Por Emanuel Soares, Cyber Security Lead Engineer da Critical Software
Os veículos atualmente são muito mais do que simples meios de transporte que nos levam do ponto A ao ponto B. Estão cada vez mais modernos, mais tecnológicos e o setor da automóvel já anda de braço dado com o setor tech. Face a este salto tecnológico, a cibersegurança é hoje, mais do que nunca, uma área de vital importância no setor automóvel. Isto porque a crescente conectividade e a melhoria da experiência proporcionada aos utilizadores – condutores e passageiros – contribui para uma melhor experiência de condução/viagem, mas também para um aumento significativo da superfície de ataque.
Correndo o risco de parecer demasiado simplista, o exemplo mais banal de conectividade resume-se a uma simples ligação que é estabelecida entre um veículo e um servidor remoto (na cloud do fabricante), tal como um smartphone ou qualquer outro dispositivo conectado em casa. O sistema de telemática de um veículo trata-se de um bom exemplo de conectividade. Este sistema permite, entre outros, fornecer serviços de monitorização, diagnósticos e navegação inteligente.

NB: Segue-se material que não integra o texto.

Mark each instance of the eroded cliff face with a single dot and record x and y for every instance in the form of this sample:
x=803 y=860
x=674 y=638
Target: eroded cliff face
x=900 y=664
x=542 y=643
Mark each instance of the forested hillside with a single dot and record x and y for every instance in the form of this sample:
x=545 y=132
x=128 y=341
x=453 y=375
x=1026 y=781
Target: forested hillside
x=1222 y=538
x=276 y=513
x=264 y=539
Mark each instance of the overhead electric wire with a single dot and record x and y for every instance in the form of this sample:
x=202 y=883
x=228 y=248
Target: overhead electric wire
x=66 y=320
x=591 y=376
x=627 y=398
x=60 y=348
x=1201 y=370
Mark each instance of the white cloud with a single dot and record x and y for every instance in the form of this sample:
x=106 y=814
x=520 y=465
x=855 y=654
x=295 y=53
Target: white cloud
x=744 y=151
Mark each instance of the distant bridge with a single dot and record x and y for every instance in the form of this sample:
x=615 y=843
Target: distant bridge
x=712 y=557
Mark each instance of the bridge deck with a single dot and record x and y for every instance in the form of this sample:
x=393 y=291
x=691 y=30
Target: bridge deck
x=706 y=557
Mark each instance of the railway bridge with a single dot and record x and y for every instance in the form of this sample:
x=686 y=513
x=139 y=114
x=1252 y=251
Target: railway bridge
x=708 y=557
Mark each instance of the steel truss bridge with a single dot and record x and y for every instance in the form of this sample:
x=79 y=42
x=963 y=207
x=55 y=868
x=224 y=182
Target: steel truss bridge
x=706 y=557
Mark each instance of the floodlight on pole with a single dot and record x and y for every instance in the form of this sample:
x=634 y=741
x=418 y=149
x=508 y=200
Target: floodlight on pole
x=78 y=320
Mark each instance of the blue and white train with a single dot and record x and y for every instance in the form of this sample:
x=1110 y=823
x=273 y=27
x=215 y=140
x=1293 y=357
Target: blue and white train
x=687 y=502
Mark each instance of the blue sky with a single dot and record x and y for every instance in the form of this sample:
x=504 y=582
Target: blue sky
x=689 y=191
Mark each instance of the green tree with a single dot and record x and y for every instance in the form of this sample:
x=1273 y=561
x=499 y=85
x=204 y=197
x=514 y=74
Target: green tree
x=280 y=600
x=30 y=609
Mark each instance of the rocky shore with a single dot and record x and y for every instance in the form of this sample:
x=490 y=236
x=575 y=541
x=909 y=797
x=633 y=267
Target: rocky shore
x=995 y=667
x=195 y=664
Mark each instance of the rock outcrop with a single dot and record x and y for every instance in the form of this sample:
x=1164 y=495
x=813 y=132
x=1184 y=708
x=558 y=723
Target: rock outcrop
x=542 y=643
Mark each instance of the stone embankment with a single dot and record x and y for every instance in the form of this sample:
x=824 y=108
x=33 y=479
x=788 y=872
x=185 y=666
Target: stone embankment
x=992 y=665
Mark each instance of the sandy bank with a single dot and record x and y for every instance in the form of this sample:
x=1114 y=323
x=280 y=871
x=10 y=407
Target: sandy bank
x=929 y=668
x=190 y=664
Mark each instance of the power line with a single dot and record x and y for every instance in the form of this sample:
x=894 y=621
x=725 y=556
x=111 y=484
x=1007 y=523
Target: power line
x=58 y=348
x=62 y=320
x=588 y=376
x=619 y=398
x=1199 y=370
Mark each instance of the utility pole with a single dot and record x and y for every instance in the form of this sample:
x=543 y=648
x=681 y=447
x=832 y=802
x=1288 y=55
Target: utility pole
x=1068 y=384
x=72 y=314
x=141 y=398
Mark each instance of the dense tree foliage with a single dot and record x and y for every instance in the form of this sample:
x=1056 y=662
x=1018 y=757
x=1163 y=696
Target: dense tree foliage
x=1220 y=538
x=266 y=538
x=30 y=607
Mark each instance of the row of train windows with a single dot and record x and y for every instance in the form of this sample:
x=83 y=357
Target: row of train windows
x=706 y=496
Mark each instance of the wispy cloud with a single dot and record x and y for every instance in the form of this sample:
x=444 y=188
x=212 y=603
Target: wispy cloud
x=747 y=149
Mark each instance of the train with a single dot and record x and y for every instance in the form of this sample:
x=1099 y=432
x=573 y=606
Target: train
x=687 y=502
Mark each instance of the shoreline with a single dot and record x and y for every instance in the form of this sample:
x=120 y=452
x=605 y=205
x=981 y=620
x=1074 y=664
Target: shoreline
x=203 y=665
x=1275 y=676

Aquilo que outrora era puramente mecânico e que respondia simplesmente aos inputs que lhe eram dados, é hoje um ecossistema complexo, repleto de componentes críticos e não críticos que visam validar, medir, adaptar e atuar nos diferentes componentes de um veículo.
As pessoas estabelecem uma ligação com os veículos, tornando-os em locais onde se sentem praticamente em casa. Já os veículos, com toda a sua tecnologia, adaptam-se às pessoas, ao seu estilo de condução e a tudo o que os rodeia, conseguindo inclusivamente ter comportamentos preditivos que lhes permita, por exemplo, evitar um acidente.
A crescente conectividade e a inclusão de todas estas variáveis faz com que seja vital assegurar que todo o ecossistema de qualquer veículo está blindado e é ciberseguro. Neste sentido, surge a United Nations Regulation 155 (UN R155), uma regulação criada pelo Fórum Mundial para a Harmonização das Regulamentações aplicáveis a Veículos, e a ISO/SAE 21434, que é uma norma da indústria automóvel desenvolvida pela International Standard of Organization (ISO) em conjunto com a Society of Automotive Engineers (SAE).
A UN R155 estipula que os fabricantes de carros devem assegurar que os seus veículos e todos os sistemas que os compõem são criados e mantidos tendo a cibersegurança como um fator primordial em todo o processo. Neste sentido, a ISO/SAE 21434 surgiu com o objetivo de guiar a criação de um sistema de gestão de segurança que incorporasse a cibersegurança desde o início do processo (security by design) e de forma completa nas diferentes áreas da organização. Este standard é aplicável para software, ligações e componentes do veículo.
Ambas as frentes representam um esforço global e transversal que visa criar uma estratégia unificada para proteger os veículos contra ameaças cibernéticas. É imperativo refletir sobre estas questões e reconhecer a importância da adoção destas medidas uniformemente no setor automóvel, de forma a elevar a fasquia da segurança, qualidade e robustez dos veículos que circulam nas estradas.
Se tudo acontecer como planeado, a UN R155 tornar-se-á obrigatória, já a partir de julho de 2024, para todos os novos veículos produzidos (sendo que já era obrigatória para todos os novos modelos desde julho de 2022). Isto traduz-se num aumento do grau de exigência para com os fabricantes, elevando a fasquia da cibersegurança no setor. Desde o anúncio que, ao longo dos últimos meses, alguns fabricantes automóveis têm vindo a descontinuar a produção de determinados modelos devido aos desafios de compliance com a UN R155.
Ainda assim, é imperativo refletir sobre estas questões e reconhecer a importância da adoção destas medidas de forma transversal no setor automóvel, de forma a elevar a fasquia da segurança, qualidade e robustez dos veículos que circulam nas nossas estradas.